In the wake of the Sylex Blast, the tectonic plate extending from Argoth southwards from Terisiare was completely shattered, creating a massive trench running north-south between Terisiare and Sarpadia. After the fall of Vodalia, the homarids discovered this trench, whose cold, dark water provided them a welcome haven and northward migration route.
Shortly after the Ice Age ended, the homarids came into contact with the human civilizations of Terisiare. The creatures were named viscerids by the Kjeldorans. The viscerids were a minor threat during the Flood Age due to their habit of blocking rivers with makeshift dams and causing widespread flooding, possibly as a means to create inland habitats from which to raid human settlements. During this time, the viscerids were in conflict with the merfolk of Etlan Shiis, who sought to avenge fallen Vodalia, and whose benthic explorers tracked their movements.

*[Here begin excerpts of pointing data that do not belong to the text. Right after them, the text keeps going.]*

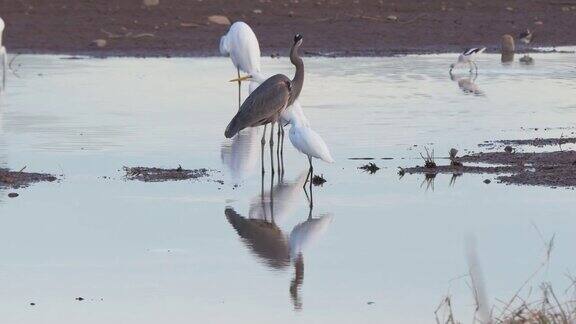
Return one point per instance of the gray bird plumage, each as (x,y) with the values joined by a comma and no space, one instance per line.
(265,104)
(262,106)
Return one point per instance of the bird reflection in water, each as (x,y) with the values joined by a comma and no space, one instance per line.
(467,84)
(268,242)
(241,154)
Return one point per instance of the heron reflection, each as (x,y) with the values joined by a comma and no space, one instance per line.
(467,84)
(271,245)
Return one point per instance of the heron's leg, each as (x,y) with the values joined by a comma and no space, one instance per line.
(262,142)
(311,180)
(4,66)
(272,148)
(278,146)
(305,181)
(239,90)
(282,151)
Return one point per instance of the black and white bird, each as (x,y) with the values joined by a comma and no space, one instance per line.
(526,36)
(468,57)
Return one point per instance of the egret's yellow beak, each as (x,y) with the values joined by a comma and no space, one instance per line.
(240,79)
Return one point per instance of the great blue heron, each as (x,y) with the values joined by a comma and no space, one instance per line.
(266,103)
(468,57)
(242,45)
(3,55)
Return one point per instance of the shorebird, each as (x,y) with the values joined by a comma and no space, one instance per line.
(267,102)
(241,44)
(526,36)
(468,57)
(309,143)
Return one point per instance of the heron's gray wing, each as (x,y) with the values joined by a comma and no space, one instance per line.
(262,104)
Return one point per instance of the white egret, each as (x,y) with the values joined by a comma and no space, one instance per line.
(242,45)
(3,54)
(309,143)
(468,57)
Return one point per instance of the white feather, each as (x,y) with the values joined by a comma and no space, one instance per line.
(308,142)
(242,45)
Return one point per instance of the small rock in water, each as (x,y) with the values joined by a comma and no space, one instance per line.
(318,180)
(219,20)
(150,3)
(100,43)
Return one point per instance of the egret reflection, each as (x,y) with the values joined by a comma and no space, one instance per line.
(271,245)
(242,153)
(467,84)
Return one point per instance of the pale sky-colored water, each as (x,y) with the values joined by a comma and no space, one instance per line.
(195,251)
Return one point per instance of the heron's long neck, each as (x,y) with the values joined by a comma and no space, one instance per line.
(298,80)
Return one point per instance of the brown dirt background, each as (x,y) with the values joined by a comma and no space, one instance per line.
(343,28)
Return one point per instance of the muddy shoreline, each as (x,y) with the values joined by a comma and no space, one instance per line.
(330,27)
(549,169)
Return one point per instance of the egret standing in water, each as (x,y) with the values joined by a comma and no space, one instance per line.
(468,57)
(242,45)
(3,55)
(267,102)
(309,143)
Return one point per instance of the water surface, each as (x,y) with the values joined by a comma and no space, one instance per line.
(206,252)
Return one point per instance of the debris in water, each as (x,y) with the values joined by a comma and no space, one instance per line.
(146,174)
(453,155)
(21,179)
(429,159)
(551,169)
(318,180)
(370,168)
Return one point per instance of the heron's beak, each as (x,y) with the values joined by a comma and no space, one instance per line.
(240,79)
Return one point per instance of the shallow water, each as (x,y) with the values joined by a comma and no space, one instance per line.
(201,251)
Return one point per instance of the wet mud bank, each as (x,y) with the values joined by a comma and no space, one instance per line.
(154,174)
(330,27)
(550,169)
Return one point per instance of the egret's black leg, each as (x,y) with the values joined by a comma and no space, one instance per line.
(272,148)
(239,90)
(263,141)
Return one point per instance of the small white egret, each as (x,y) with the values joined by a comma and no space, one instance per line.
(242,45)
(309,143)
(468,57)
(3,54)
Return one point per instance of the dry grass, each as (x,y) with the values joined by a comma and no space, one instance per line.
(542,305)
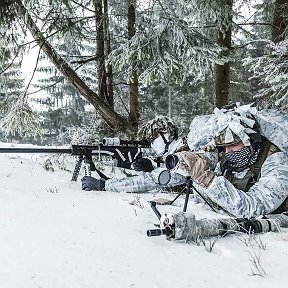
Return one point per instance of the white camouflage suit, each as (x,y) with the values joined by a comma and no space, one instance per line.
(263,197)
(271,190)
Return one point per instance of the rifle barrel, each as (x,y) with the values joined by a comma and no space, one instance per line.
(34,150)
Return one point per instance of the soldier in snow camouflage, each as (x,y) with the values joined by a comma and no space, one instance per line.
(246,175)
(251,177)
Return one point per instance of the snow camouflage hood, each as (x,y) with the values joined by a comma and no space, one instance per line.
(273,126)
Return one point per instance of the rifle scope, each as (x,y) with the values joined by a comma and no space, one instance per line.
(158,232)
(117,141)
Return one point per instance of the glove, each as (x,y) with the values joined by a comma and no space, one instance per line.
(90,183)
(143,164)
(198,167)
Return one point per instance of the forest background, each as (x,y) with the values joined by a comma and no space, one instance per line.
(104,67)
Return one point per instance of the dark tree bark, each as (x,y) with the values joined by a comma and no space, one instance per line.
(222,72)
(114,120)
(279,23)
(100,52)
(110,96)
(133,82)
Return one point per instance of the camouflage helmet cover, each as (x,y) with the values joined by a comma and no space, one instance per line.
(150,131)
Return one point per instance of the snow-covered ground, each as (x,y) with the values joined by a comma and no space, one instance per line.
(54,235)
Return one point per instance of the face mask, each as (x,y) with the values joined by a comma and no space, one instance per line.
(158,145)
(242,158)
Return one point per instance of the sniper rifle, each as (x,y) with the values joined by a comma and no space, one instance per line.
(185,226)
(123,153)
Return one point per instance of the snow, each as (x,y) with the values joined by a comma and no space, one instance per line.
(53,234)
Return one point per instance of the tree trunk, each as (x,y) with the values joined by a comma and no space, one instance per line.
(133,80)
(114,120)
(110,96)
(222,72)
(279,23)
(100,51)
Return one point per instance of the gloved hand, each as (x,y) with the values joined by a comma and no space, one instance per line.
(90,183)
(143,164)
(197,166)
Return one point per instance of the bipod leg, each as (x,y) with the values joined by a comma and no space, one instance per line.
(77,168)
(188,190)
(177,196)
(155,210)
(87,167)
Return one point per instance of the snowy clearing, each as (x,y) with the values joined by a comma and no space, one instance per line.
(53,234)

Homarids resemble large, eight-legged, bipedal lobsters between five and seven feet in height, although some homarids are crab- or crayfish-like in appearance, possibly representing different subraces. (Some earlier card art depicted them with only four legs.) Some, such as deep spawn and viscerid deepwalkers, are much larger and less humanoid. Homarid warriors wield crude clubs or spears made of wood or coral; the later viscerids would remove the shells from their fallen comrades to wear as armor. Homarids appear to have a primitive animistic religion; homarid shamans were known to flood the forests of their elven enemies using elemental magic.
After mating, homarid females lay their eggs in large spawning beds. Each egg later hatches into an infant homarid, called a camarid, which vaguely resembles a many-legged crab with two spikes in place of pincers, two long antennae, and a long fleshy tail ending with a pair of flippers. Upon maturing, the camarid grows or metamorphoses into an adult homarid.